When calm and tenseness meet a certain way,
The laughter may be mighty at this point.
The mingling of the torrent and the cube
Is deep, sharp cause of what’s ridiculous,
And also lofty loveliness in art.
Repose and force are one in poetry,
They’re one in Seurat, Delacroix, Van Gogh.
What’s shown—revealed—and what is hinted at
Are one in Dürer and in Keats. The large
And delicate are managed well by Scott
In novels by him having history.
Well, Shakespeare—he has opposites so much,
There’s gorgeous wealth and wealth in meeting them.

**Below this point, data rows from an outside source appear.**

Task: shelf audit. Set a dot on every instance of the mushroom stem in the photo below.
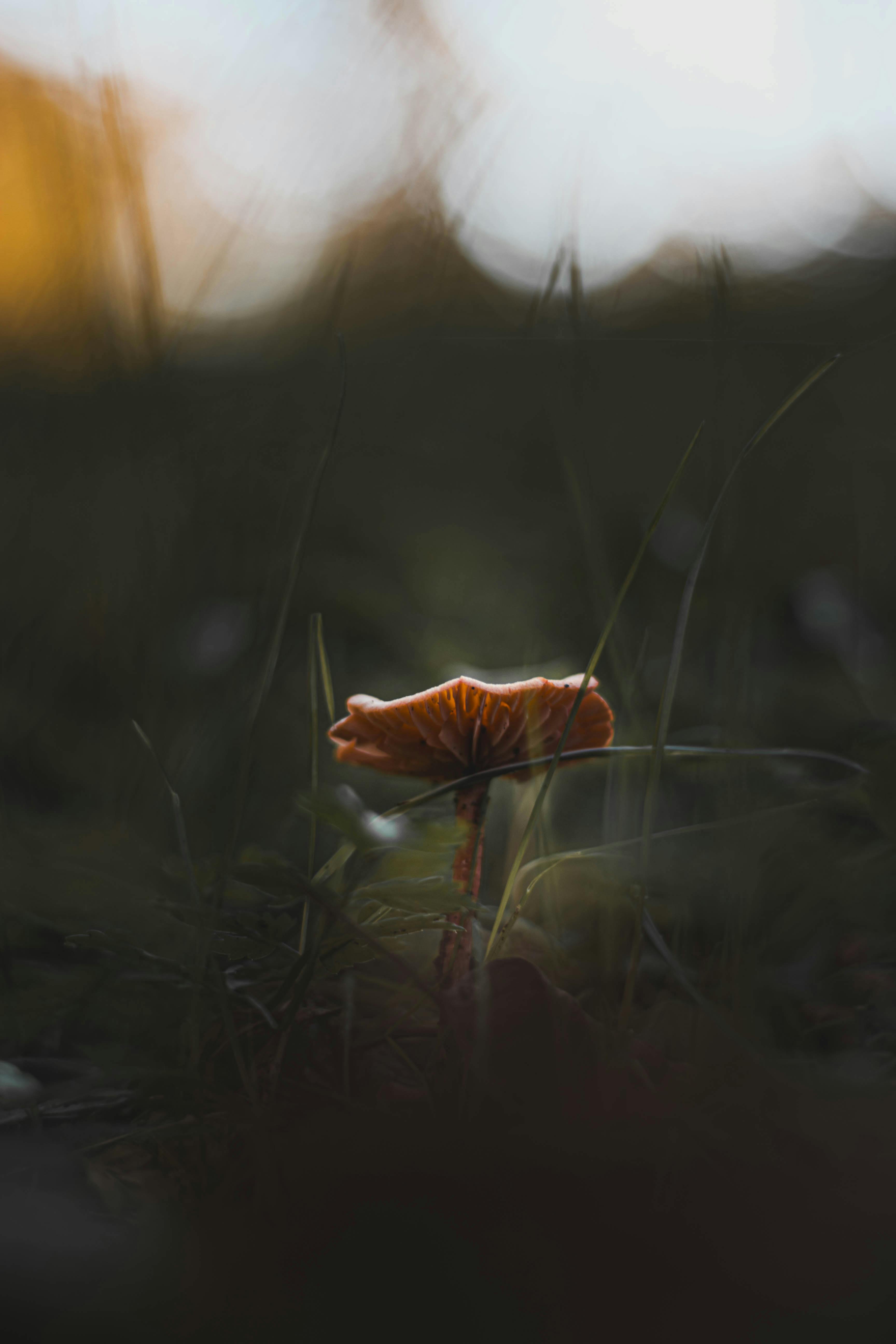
(453, 960)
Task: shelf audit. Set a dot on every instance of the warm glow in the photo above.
(608, 124)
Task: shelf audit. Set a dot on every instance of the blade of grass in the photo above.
(316, 660)
(277, 638)
(346, 851)
(687, 597)
(584, 689)
(203, 936)
(313, 767)
(601, 593)
(675, 662)
(179, 818)
(549, 863)
(327, 681)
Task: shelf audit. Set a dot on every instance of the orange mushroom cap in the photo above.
(465, 726)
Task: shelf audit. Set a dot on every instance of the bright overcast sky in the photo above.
(764, 124)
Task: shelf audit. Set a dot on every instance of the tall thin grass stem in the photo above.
(277, 638)
(593, 662)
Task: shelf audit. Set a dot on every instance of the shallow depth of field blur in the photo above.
(170, 377)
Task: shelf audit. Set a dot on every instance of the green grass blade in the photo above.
(327, 681)
(277, 639)
(678, 651)
(313, 765)
(687, 599)
(539, 803)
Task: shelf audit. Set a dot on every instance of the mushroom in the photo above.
(460, 729)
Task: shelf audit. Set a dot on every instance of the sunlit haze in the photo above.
(609, 127)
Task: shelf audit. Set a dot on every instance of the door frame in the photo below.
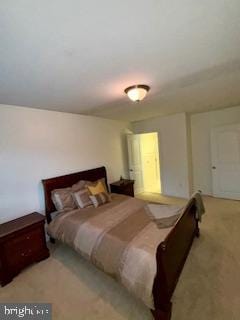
(214, 131)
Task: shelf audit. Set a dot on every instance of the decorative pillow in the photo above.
(81, 184)
(82, 199)
(97, 187)
(62, 199)
(99, 199)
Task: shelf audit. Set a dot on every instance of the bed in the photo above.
(150, 269)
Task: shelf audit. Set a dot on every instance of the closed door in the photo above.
(134, 159)
(150, 162)
(225, 148)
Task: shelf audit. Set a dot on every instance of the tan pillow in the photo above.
(97, 187)
(100, 199)
(62, 199)
(79, 185)
(82, 199)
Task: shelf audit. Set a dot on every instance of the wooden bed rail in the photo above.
(171, 256)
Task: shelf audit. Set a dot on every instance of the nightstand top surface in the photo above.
(122, 182)
(20, 223)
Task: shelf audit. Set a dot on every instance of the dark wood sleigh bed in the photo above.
(171, 253)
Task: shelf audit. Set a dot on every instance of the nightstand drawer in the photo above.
(22, 242)
(24, 247)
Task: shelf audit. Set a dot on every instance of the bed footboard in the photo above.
(171, 256)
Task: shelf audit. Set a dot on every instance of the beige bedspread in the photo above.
(119, 238)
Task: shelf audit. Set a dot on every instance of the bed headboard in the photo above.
(67, 181)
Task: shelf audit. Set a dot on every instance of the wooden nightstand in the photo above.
(22, 242)
(123, 186)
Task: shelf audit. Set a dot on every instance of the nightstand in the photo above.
(22, 242)
(123, 186)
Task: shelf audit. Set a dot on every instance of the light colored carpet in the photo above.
(209, 287)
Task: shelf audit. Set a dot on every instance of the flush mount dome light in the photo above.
(138, 92)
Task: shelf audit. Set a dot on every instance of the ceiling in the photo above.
(79, 56)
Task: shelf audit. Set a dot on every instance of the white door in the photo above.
(134, 161)
(225, 147)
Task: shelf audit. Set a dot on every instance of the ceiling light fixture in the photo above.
(138, 92)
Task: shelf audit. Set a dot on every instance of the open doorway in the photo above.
(144, 162)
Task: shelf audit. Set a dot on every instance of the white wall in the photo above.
(172, 133)
(201, 125)
(37, 144)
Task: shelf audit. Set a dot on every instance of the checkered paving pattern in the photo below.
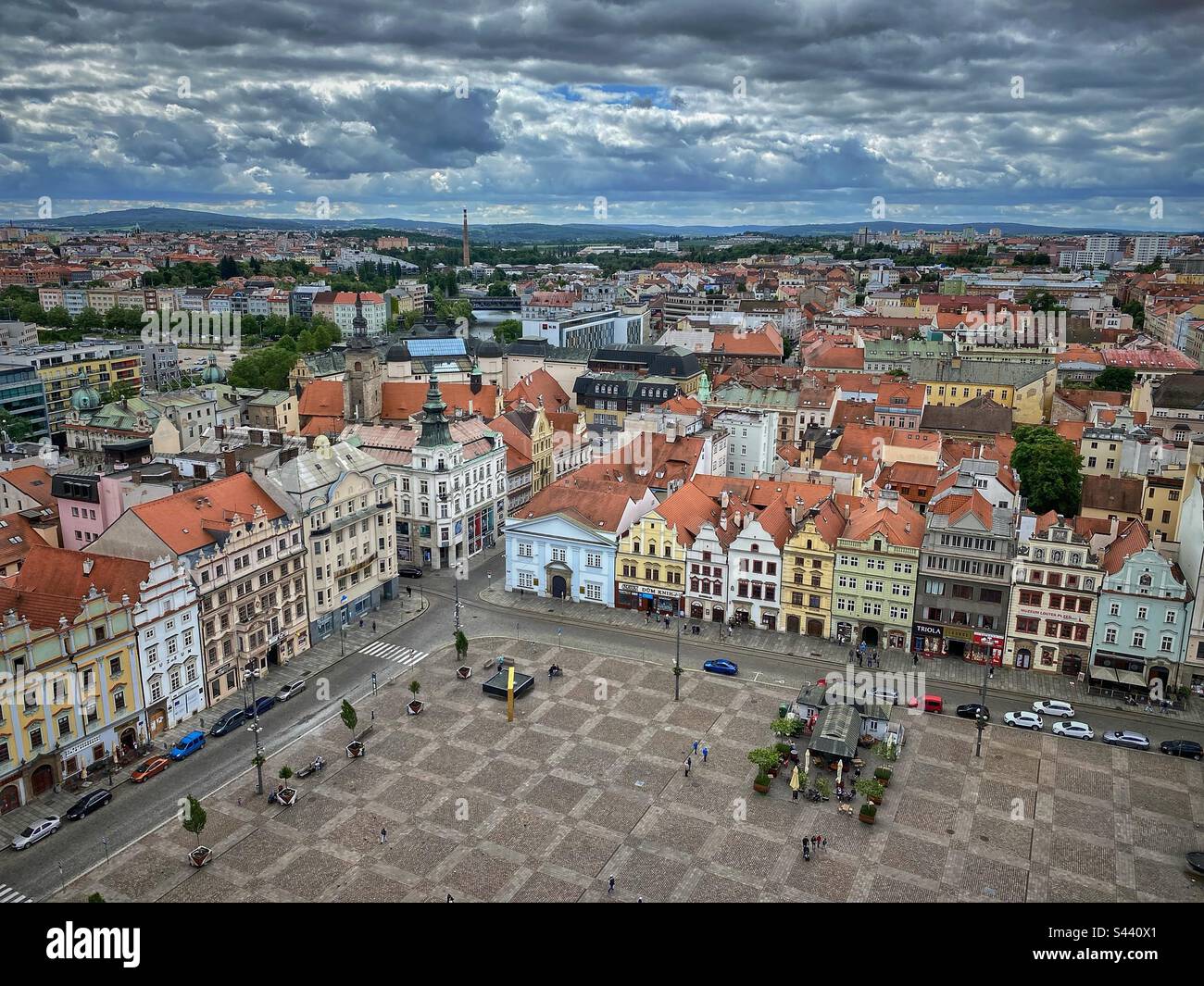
(588, 782)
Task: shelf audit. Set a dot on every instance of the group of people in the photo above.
(813, 844)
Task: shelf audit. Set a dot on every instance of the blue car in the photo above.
(261, 705)
(188, 744)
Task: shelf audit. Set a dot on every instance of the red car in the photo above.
(157, 765)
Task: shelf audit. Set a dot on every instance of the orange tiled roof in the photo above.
(189, 520)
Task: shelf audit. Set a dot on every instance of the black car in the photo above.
(87, 805)
(1188, 748)
(261, 705)
(229, 722)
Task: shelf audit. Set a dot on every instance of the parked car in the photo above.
(1048, 706)
(1188, 748)
(1074, 730)
(228, 722)
(260, 706)
(289, 690)
(36, 832)
(1023, 720)
(1127, 738)
(188, 744)
(88, 803)
(157, 765)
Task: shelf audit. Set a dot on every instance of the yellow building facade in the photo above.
(650, 568)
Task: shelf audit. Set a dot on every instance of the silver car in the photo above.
(37, 830)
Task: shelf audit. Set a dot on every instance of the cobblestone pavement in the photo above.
(955, 672)
(588, 781)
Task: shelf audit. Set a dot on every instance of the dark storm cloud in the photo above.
(766, 111)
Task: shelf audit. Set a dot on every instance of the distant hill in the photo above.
(157, 219)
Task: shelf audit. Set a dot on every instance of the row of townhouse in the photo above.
(973, 580)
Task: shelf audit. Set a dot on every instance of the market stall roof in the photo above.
(837, 732)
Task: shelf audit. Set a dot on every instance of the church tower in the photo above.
(361, 380)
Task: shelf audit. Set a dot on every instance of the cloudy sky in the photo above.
(658, 111)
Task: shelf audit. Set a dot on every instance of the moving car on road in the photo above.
(260, 706)
(1074, 730)
(188, 744)
(1188, 748)
(228, 722)
(1127, 738)
(289, 690)
(1048, 706)
(157, 765)
(88, 803)
(37, 830)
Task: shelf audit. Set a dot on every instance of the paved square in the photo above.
(588, 781)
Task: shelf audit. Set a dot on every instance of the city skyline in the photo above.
(786, 115)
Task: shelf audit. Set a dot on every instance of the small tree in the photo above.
(349, 718)
(194, 818)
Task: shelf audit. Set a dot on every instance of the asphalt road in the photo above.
(137, 809)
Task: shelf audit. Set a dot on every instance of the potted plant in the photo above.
(786, 726)
(285, 794)
(194, 821)
(766, 761)
(350, 720)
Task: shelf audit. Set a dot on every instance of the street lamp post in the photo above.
(980, 718)
(677, 668)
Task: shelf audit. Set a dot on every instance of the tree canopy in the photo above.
(1048, 468)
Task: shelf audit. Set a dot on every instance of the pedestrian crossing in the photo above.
(395, 653)
(10, 896)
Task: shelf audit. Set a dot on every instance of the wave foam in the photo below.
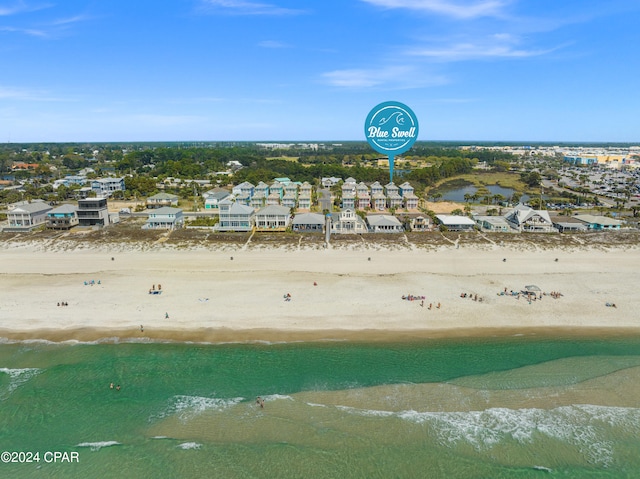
(585, 427)
(17, 378)
(186, 406)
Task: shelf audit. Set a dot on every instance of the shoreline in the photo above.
(286, 295)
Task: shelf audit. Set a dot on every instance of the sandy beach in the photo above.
(239, 294)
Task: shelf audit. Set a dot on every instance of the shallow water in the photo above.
(499, 408)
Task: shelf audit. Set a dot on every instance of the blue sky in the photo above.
(274, 70)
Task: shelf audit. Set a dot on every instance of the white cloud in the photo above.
(242, 7)
(495, 46)
(272, 44)
(25, 31)
(463, 9)
(20, 7)
(393, 77)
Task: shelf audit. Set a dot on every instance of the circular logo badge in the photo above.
(391, 128)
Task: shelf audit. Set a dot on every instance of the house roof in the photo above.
(308, 219)
(383, 220)
(64, 209)
(240, 209)
(33, 207)
(455, 220)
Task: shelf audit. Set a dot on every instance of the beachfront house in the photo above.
(379, 201)
(93, 212)
(244, 189)
(261, 189)
(27, 216)
(384, 224)
(456, 223)
(162, 199)
(395, 200)
(234, 216)
(308, 223)
(276, 188)
(305, 189)
(410, 201)
(325, 201)
(598, 222)
(391, 189)
(289, 201)
(348, 199)
(304, 201)
(273, 199)
(347, 222)
(63, 217)
(526, 219)
(258, 200)
(291, 190)
(328, 182)
(406, 189)
(105, 187)
(212, 198)
(568, 224)
(376, 188)
(165, 218)
(363, 199)
(420, 223)
(273, 218)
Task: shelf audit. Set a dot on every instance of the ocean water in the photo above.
(517, 407)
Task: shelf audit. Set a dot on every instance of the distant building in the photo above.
(63, 217)
(526, 219)
(493, 223)
(93, 212)
(273, 218)
(27, 216)
(162, 199)
(105, 187)
(384, 224)
(308, 223)
(347, 222)
(165, 218)
(234, 216)
(212, 198)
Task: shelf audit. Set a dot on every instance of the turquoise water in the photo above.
(518, 407)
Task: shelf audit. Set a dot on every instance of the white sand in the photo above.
(208, 296)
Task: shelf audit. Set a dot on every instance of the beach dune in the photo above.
(346, 293)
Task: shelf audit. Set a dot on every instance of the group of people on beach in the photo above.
(472, 296)
(413, 297)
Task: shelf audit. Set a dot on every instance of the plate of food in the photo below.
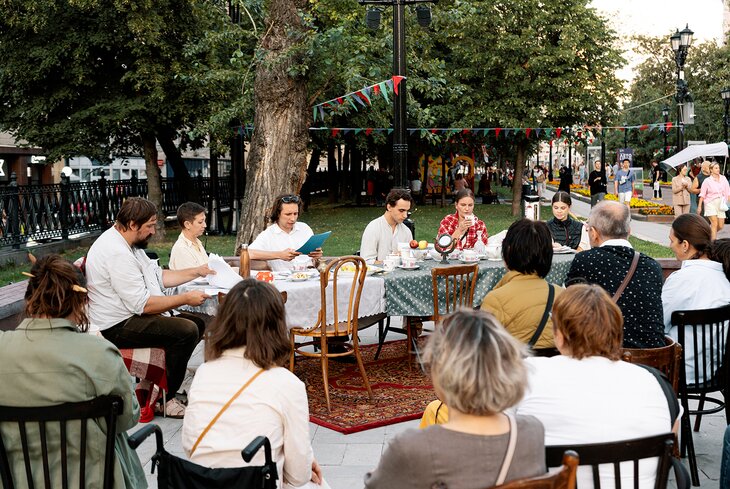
(299, 276)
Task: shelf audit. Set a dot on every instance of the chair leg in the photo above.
(325, 369)
(700, 407)
(382, 333)
(360, 365)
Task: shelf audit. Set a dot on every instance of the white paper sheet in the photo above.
(225, 277)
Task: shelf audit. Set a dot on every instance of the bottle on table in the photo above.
(244, 268)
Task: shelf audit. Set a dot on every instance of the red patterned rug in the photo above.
(401, 391)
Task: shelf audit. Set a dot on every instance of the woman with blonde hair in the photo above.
(478, 370)
(245, 348)
(714, 195)
(587, 394)
(48, 359)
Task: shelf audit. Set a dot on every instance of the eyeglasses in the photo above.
(290, 199)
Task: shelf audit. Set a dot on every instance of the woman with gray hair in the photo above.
(477, 369)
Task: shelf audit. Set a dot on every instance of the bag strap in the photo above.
(223, 409)
(545, 316)
(511, 444)
(627, 278)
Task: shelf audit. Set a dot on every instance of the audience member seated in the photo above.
(246, 345)
(520, 300)
(49, 359)
(608, 263)
(278, 243)
(699, 284)
(463, 225)
(587, 394)
(127, 299)
(188, 251)
(477, 369)
(565, 230)
(382, 235)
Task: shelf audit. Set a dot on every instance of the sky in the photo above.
(661, 18)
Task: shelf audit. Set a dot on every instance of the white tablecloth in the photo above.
(304, 299)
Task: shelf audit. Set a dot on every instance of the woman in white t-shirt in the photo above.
(587, 394)
(278, 243)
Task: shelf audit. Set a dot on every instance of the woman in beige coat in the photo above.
(680, 192)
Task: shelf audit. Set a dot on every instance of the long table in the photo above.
(409, 292)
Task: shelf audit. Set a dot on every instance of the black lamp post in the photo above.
(665, 113)
(372, 19)
(681, 42)
(725, 94)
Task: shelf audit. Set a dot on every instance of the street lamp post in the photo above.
(725, 94)
(681, 42)
(665, 113)
(423, 14)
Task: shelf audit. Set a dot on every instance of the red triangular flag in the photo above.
(396, 82)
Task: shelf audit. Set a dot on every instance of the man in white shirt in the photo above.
(382, 235)
(127, 299)
(278, 243)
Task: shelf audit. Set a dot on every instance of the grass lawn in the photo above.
(346, 224)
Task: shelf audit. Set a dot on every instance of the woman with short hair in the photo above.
(477, 369)
(463, 225)
(521, 299)
(565, 230)
(714, 196)
(700, 283)
(247, 344)
(188, 251)
(587, 394)
(49, 359)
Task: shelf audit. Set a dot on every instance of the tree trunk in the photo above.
(517, 180)
(154, 189)
(277, 160)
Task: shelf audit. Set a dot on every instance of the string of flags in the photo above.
(363, 97)
(575, 133)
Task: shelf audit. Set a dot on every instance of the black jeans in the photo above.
(177, 335)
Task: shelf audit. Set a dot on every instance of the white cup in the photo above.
(469, 255)
(408, 262)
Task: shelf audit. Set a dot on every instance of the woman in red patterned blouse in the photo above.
(463, 225)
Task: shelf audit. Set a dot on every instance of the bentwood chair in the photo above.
(58, 444)
(623, 457)
(453, 287)
(667, 359)
(563, 479)
(333, 282)
(703, 335)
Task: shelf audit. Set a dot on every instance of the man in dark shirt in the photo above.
(598, 183)
(607, 264)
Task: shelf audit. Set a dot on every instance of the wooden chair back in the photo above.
(41, 429)
(611, 455)
(563, 479)
(667, 359)
(456, 285)
(355, 274)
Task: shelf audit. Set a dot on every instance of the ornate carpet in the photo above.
(401, 390)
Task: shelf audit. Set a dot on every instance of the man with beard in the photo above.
(127, 298)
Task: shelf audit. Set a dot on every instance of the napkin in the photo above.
(225, 277)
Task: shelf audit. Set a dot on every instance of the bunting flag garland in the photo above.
(364, 97)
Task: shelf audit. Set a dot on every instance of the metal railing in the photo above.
(57, 211)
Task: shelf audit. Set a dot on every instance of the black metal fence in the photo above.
(57, 211)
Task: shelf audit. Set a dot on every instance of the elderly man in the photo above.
(382, 235)
(610, 261)
(127, 299)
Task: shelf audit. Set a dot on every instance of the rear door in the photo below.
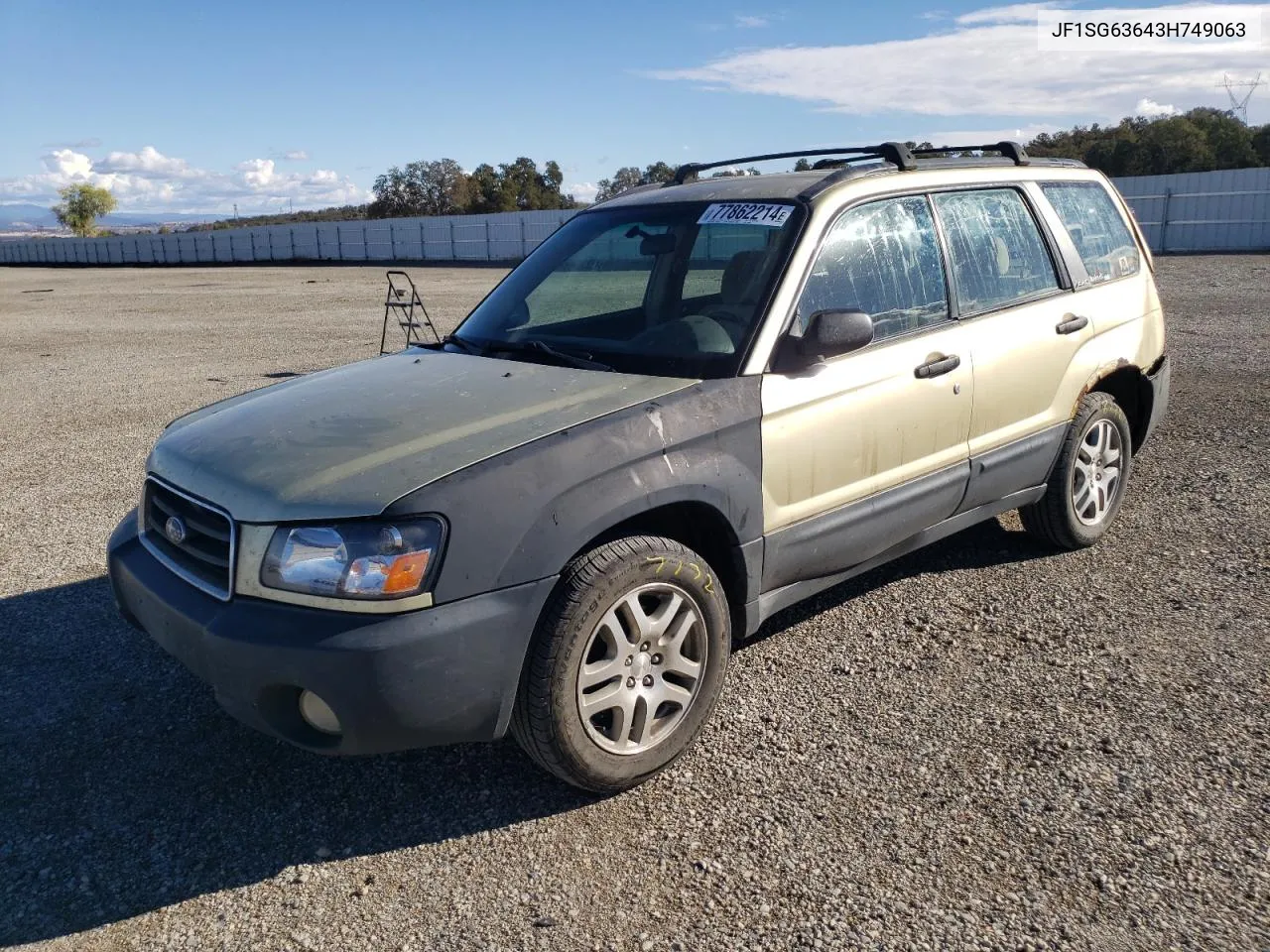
(866, 449)
(1015, 306)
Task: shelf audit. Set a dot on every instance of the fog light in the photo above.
(318, 714)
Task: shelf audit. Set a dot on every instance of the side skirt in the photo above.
(786, 595)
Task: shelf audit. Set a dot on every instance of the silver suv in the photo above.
(691, 407)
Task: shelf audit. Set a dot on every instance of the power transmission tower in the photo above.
(1239, 100)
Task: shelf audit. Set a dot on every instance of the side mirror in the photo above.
(832, 333)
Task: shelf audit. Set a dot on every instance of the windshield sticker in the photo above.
(746, 213)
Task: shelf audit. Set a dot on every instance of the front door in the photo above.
(870, 447)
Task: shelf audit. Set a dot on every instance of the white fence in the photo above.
(506, 236)
(1206, 211)
(1203, 211)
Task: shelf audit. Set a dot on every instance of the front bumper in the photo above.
(1159, 379)
(439, 675)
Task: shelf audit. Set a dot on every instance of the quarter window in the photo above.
(883, 259)
(1096, 227)
(997, 254)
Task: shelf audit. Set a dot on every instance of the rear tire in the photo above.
(626, 664)
(1089, 477)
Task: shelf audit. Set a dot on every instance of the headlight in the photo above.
(375, 560)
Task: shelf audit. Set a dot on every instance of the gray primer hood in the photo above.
(349, 440)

Othello is dynamic, keen, yet numb,
Unseeing; here akin to Laertes—
Whose lack of subtlety is placed against
His father’s overmuch of subtlety.
Velasquez’ characters resemble those
Of Shakespeare—stern and delicate; alive:
And so, at times, grotesque. The vision of
What’s here meets vision of what’s far away—
A thing reflected mingles with the here,
The seen. When Hamlet is made one with space,
It is like doings in Velasquez’ work:
Inanimate and animate are one
In picture of a boy and leaping horse;
In Macbeth looking out towards air and dark—
Which go out on all sides. What’s weak, what’s strong,
Are both in Leonardo and the play,
King Lear. Always the surface and the depth
Of things are subtly, deeply unified
In what is made by man and beautiful
As made by man. A cool contraction and
A widening are felt at once by mind
Responding to what’s pleasing by its form.
Specific is at one with general,
The playful with the grandiose; the great
With what’s ridiculous; the mighty leap
With that which glides; the sternly still and one
With that which, edgy, jumps; THE PERSONAL
WITH THE IMPERSONAL; the massive That
With skipping these—all this in painting, dance,
The drama, poem; in clay, in stone, in steel,
As formed by potter, sculptor, architect.
The bronze Ghiberti used in making doors
Is dignified and lively as the lines
In sprightly poem, as motions in a dance.
That has its meaning and its vividness.
II
The opposites are surely elsewhere, too,
In more, more ways, my friends, in more, more things.
Ah, let us see them where they are—because
They make OURSELVES, they make the WORLD, that which
In honesty, we like; in pride, we are.